Wednesday, April 7, 2010

SEC Moves Forward on Risk Retention Requirements for Asset-Backed Debt

Original posted on the Housing Wire by Jacob Gaffney:

The Securities and Exchange Commission (SEC) voted today to move forward with new skin-in-the-game regulations.

Under the proposal, issuers of securitization will be required to retain 5% of each tranche being bonded. In theory, this will help prevent structured finance vehicles that show a greater potential for loss. The proposal will also require loan-level data disclosure.

Trade bodies representing private-label securitization traditionally opposed the risk retention provisions, and asked for exemptions to be placed in recently proposed regulatory reform, though at least for one that stance appears to be softening.

“We support in principle the efforts of the SEC to increase the transparency and effectiveness of the disclosure and marketing practices for ABS,” said Tim Ryan, CEO of the Securities Industry and Financial Markets Association, a group representing securitization market players. “We look forward to working with the SEC to refine the risk retention provisions and other aspects of this proposal.”

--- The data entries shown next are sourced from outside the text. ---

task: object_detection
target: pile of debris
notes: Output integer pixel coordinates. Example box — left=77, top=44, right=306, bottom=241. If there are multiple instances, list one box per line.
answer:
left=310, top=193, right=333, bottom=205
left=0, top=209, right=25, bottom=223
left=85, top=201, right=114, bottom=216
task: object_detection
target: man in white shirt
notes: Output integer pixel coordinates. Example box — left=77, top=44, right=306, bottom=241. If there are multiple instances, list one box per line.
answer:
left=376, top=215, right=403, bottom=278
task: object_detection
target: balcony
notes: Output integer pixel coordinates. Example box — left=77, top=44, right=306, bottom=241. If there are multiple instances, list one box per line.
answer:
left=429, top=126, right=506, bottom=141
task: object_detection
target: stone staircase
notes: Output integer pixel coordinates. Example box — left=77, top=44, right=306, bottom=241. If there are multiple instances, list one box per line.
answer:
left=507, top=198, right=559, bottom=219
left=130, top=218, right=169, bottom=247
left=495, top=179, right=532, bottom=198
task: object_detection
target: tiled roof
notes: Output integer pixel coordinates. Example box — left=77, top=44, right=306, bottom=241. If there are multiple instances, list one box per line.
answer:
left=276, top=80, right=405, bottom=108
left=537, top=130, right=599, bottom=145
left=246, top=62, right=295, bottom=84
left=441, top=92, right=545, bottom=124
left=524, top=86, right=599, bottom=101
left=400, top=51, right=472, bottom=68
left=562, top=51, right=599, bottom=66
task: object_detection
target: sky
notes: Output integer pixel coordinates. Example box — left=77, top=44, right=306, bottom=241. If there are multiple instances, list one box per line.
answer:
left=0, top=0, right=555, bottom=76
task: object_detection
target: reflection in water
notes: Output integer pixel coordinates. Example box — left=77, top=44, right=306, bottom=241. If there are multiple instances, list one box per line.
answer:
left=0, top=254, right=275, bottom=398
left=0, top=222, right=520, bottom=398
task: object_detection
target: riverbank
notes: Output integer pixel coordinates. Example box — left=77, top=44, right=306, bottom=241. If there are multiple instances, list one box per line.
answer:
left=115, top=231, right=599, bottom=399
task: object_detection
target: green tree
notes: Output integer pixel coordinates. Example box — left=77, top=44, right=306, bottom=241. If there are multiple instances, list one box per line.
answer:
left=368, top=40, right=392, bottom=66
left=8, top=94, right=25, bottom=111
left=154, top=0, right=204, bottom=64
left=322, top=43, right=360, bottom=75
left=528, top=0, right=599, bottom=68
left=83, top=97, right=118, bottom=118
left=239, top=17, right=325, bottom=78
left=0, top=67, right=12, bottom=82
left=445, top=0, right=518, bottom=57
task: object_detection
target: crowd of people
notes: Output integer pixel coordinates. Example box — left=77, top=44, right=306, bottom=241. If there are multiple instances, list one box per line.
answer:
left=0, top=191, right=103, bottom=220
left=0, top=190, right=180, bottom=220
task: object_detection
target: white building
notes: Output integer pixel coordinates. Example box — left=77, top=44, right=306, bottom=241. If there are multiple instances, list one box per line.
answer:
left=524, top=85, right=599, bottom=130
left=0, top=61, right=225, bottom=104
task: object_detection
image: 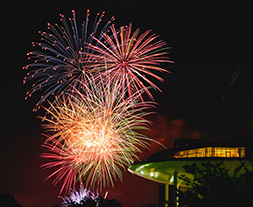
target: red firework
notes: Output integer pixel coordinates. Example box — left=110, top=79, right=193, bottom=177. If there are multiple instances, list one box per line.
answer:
left=83, top=23, right=173, bottom=98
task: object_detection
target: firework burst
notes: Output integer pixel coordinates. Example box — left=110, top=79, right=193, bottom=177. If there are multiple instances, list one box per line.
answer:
left=42, top=75, right=157, bottom=193
left=83, top=24, right=173, bottom=98
left=23, top=10, right=114, bottom=110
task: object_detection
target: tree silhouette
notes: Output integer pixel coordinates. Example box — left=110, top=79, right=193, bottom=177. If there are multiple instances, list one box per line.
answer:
left=0, top=193, right=21, bottom=207
left=179, top=162, right=253, bottom=207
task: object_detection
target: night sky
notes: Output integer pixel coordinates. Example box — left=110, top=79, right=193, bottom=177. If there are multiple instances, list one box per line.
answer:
left=0, top=0, right=253, bottom=207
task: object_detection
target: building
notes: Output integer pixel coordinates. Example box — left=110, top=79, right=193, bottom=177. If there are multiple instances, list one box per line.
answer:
left=128, top=136, right=253, bottom=206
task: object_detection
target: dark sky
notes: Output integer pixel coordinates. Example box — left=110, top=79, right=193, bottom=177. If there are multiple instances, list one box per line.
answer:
left=0, top=0, right=253, bottom=207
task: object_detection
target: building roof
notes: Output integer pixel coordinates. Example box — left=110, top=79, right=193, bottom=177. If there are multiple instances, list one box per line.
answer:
left=128, top=136, right=253, bottom=184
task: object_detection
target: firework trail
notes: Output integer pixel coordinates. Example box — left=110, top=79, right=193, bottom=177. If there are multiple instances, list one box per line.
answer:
left=23, top=10, right=114, bottom=110
left=42, top=74, right=155, bottom=194
left=83, top=24, right=173, bottom=98
left=62, top=183, right=100, bottom=207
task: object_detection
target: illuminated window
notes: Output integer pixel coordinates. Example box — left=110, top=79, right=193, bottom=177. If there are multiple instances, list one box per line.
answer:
left=174, top=147, right=245, bottom=158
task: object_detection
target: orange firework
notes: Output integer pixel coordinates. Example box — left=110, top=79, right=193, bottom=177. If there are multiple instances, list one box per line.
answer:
left=42, top=74, right=157, bottom=193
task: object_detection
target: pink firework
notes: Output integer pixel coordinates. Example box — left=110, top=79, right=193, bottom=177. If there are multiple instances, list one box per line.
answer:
left=83, top=23, right=173, bottom=98
left=42, top=75, right=155, bottom=195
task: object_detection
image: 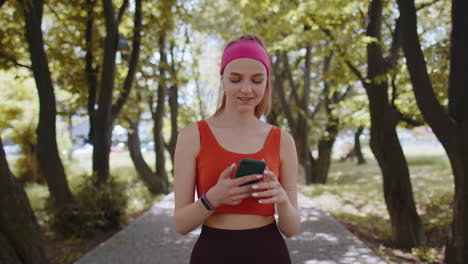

In reading additional comments from the industry, SEC commissioner Troy Paredes describe the cyclical pitfall such a regulation, if not keenly incorporated, may have on the securitization market. In short, he said the industry is concerned that Fannie Mae (FNM: 1.10 +1.85%), Freddie Mac (FRE: 1.34 +2.29%) and Ginnie Mae will be able to increase market share without much competition.

“By increasing the cost of securitization, mortgage-backed issuances under government sponsored entities will maintain a competitive advantage over the private market, further driving up the cost, and lowering the availability, of nonconforming loans,” he said.

The lack of availability with lower the rate of origination which will, in turn, reduce the number of assets available for securitization.

Paredes also said the SEC will need to work closely with other federal agencies in regards to their securitization platform, though he did not specifically mention the Federal Deposit Insurance Corp. (FDIC), which has entered the structured debt market with pseudo-securitizations.

Unlike the private-label industry, the FDIC is all for risk retention. FDIC chairman Sheila Bair said in a release today, “I applaud today’s vote by the SEC to propose new standards under the securities laws for the securitization market.”

Bair says the proposals will mean more than simple risk retention, adding “essential elements of reform” that emphasize transparency, loan quality and investor due-diligence. In the statement, Bair also lauded her own ‘Safe Harbor’ regulations that are currently under consideration.

As with risk retention, there remains a nagging investor uncertainty until the final provisions become mandate. Bair says the Safe Harbor will work with, not against, the SEC ruling.

“Notably, the SEC’s proposed new standards will extend to the nonbank ’shadow sector, demonstrating a common approach that will further the ultimate goal of ending arbitrage and implementing securitization reforms across the entire market,” she said.

The SEC concluded its meeting today by approving the measure to consider risk retention requirement. There will be three more months of industry commentary before the SEC makes a final vote.